YAŞASIN GARFIELD! Bu yüzden
Garfield'ın yaşam felsefesi benim aslında kişisel mutluluk andım oluyor. Neydi o ant, hatırlayalım. Sonra da "Yaşasın tembellik!" diyelim. Kimseyi takmadan:
- İnsanlar yorgun doğar, dinlenmek için yaşar.
- Çalışmak yorar.
- Gündüz dinlen ki, gece rahat edesin.
- Yatağını kendin gibi sev, içinden çıkamayacağın gibi yap.
- Yarın yapabileceğin işi bugün yapma.
- Bugünün işini yarına bırakma, erteleyebileceğin kadar ertele...
- Dinlenen birini görünce, otur ona yardım et.
- Oturman mümkünse ayakta durma.

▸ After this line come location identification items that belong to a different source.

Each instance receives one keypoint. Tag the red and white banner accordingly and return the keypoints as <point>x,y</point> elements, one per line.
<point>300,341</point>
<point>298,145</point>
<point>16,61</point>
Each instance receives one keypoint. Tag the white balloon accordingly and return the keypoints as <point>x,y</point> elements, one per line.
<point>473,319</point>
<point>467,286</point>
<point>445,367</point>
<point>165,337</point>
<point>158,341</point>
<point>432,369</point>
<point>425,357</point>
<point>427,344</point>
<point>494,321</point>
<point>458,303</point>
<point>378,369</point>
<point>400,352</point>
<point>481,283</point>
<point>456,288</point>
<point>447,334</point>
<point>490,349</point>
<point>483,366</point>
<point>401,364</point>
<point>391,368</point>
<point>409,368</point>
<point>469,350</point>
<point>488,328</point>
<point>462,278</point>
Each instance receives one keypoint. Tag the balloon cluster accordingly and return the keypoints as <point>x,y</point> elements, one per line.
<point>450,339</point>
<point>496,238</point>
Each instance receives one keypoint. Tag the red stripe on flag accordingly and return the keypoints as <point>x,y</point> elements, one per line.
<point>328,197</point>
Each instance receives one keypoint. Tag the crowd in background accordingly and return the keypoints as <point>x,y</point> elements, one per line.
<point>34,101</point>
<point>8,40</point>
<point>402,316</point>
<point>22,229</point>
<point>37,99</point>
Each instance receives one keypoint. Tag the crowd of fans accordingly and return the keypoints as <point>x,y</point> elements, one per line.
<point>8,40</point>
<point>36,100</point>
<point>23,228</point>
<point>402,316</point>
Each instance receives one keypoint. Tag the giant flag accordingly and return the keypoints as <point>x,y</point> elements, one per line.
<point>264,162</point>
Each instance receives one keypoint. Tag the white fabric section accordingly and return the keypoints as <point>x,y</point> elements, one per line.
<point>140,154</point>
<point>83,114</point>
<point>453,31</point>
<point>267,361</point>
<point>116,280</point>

Yatman mümkünse oturma.
- Tembellikten kimse ölmez.
- Çalışma isteği duyunca bir yere otur ve isteğinin geçmesini bekle.
Yayın tarihi: 20 Ocak 2008, Pazar
Web adresi: https://www.sabah.com.tr/2008/01/20/pz/haber,A482AEDBCF6A42E6B20441E4FF8ECACE.html
Tüm hakları saklıdır.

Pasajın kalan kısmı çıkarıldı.